Maddenin Sırrı Aralanıyor: Madde Olmayan "Şey" Keşfedildi
 |
Prof. Dr. Howard Georgi |
Evrenin önemli sırlarından birini açıklayan yeni radikal bir öneri diyor ki:
"Biz, parçacık olmayanlardan oluşmuş tamamen yeni bir madde çeşidiyle çevriliyiz."
Evrenin böyle yeni bir "şey" içerdiği önerisi, karanlık madde bulmacasını çözmede, dikkate değer bir yol sunuyor. Karanlık madde, keşfedildiği günden bugüne, 70 yılı aşkın süredir kozmologların kafasını karıştırmaktadır.
Karanlık maddenin doğasıyla ilgi çok az şey biliniyor olmasına rağmen, onun varlığı gereklidir. Çünkü gözlemlerden, onun görünmez çekim gücünün, evreni bir bütün olarak şekillendirmek için galaksileri, galaksi kümelerine doğru hareket ettirdiği bilinmektedir.

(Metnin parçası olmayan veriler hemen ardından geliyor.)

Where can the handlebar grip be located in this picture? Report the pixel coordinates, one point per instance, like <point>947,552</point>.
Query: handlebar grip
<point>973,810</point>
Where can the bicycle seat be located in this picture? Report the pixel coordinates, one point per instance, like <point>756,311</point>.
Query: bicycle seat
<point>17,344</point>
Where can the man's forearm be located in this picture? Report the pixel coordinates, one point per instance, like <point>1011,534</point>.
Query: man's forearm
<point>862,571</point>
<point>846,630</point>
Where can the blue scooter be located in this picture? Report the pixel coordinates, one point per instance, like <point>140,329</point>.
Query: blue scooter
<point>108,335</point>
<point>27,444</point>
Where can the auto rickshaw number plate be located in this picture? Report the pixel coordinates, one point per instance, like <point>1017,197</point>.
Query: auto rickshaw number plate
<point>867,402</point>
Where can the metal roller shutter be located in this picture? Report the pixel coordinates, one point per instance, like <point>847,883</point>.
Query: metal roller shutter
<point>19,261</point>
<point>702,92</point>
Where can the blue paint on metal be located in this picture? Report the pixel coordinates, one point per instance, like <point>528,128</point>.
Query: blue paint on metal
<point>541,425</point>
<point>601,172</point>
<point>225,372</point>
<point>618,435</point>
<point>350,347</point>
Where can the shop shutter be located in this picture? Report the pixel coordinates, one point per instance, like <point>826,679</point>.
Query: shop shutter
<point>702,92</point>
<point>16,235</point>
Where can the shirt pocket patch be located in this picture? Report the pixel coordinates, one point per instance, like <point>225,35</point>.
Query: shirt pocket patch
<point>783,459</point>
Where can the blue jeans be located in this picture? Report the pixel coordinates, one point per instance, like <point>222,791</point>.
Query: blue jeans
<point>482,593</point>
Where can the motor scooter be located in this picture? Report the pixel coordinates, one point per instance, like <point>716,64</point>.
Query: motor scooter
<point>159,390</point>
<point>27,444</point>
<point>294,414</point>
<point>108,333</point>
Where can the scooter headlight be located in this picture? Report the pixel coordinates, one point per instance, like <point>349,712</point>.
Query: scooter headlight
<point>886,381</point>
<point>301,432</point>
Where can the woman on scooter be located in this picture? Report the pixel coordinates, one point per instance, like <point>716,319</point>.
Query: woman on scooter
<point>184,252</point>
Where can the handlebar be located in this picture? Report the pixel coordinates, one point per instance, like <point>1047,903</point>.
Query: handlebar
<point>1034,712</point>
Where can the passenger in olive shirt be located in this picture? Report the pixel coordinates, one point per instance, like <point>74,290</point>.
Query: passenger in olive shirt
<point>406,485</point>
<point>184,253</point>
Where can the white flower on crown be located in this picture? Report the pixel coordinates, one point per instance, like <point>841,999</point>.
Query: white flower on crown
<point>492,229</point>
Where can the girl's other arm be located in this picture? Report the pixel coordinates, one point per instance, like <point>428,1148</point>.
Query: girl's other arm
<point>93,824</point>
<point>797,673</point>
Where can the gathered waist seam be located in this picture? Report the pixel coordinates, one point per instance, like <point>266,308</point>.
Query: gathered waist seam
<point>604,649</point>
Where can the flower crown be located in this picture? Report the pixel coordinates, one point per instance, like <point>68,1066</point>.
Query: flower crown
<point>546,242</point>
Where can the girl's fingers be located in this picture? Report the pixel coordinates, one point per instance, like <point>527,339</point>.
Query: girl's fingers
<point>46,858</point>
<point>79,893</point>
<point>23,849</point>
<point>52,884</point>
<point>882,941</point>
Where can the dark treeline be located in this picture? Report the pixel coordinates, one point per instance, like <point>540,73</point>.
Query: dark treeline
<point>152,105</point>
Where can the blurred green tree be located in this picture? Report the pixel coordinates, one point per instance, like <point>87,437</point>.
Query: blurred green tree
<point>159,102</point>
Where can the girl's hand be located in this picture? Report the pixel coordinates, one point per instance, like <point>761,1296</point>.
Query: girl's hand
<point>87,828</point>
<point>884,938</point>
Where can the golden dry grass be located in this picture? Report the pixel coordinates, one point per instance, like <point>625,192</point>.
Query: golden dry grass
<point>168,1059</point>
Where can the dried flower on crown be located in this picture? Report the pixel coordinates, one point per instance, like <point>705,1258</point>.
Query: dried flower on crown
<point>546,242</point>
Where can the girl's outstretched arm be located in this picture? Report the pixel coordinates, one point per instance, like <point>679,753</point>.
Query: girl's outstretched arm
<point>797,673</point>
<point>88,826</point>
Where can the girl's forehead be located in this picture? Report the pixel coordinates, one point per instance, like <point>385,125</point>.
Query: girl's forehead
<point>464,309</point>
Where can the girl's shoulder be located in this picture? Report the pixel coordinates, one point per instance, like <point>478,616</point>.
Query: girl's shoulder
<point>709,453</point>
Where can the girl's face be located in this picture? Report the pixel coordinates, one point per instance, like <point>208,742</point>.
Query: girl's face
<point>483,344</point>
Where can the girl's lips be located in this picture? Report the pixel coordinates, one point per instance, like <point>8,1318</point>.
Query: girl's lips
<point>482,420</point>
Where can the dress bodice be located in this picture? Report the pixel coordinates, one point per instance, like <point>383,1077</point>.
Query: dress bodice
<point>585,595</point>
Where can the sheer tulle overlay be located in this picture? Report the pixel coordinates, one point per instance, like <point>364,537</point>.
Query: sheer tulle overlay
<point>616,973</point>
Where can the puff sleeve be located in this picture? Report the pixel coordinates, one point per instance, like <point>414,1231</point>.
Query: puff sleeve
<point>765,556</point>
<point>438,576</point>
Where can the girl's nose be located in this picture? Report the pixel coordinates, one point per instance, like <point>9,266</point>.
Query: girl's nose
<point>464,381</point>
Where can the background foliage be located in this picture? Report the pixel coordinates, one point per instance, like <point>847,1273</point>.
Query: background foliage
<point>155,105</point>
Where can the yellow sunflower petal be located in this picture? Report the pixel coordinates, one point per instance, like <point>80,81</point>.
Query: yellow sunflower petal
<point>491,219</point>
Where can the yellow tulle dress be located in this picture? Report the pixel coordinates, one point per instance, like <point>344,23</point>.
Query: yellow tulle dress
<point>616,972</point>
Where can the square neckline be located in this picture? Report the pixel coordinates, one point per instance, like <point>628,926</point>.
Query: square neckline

Alışılmadık olan bir çok parçacık, bugüne kadar fizikçiler tarafından, karanlık madde adayı olarak önerilmiştir. Bugün ise, New Scientist dergisinde, Harvard Üniversitesi fizikçisi Prof. Dr. Howard Georgi; evrenin, parçacık olmayandan yapılmış, tamamen yeni bir madde çeşidiyle kaplı olduğu önerisini getiriyor. Fakat o bile, parçacık olmayanın matematiğini kelimelere dökmekte güçlük çekiyor. Georgi diyor ki:
"Parçacık olmayan; kimlik değiştirebilir, ışıktan hızlı gidebilir ve normal parçacıkların bir bileşenine dönüşebilir. Onlar, bizim alışkın olduğumuz hiçbir şeye benzemiyor."
Parçacık olmayan fikri çok havada gibi gözükmesine rağmen fikir, Prof. Dr. Georgi'nin şöhretinden dolayı ciddiye alınıyor. Prof Georgi, doğanın dört gücünden üçünün; Büyük Birleşim Teorisi adı altında birleşebileceğini öneren ilk teorisyenlerdendi.
Prof. Dr. Georgi, süper simetrinin geliştirilmesine yardım etti. Evren üzerindeki heyecan verici çalışmaları; rasyonel hale getirmeye çalıştı ve atomlar arasındaki gücü açıklayan, quantum kromodinamik teorisinin mimarlarından biriydi.
 |
Evrendeki maddenin haritası: Durham simulasyonu |
"Physical Review" dergisinde, devrim niteliğindeki fikrini:
"Parçacık olmayanın, Dünyamızda gerçekten var olabileceğini, ciddi bir şekilde ele almamız önemlidir", şeklinde özetledikten sonra; parçacık olmayanın olası etkilerini inceleyen, yüze yakın makale yazmıştır. Bu bile, tek başına, onun bir şeyler üzerinde olduğunu gösteriyor.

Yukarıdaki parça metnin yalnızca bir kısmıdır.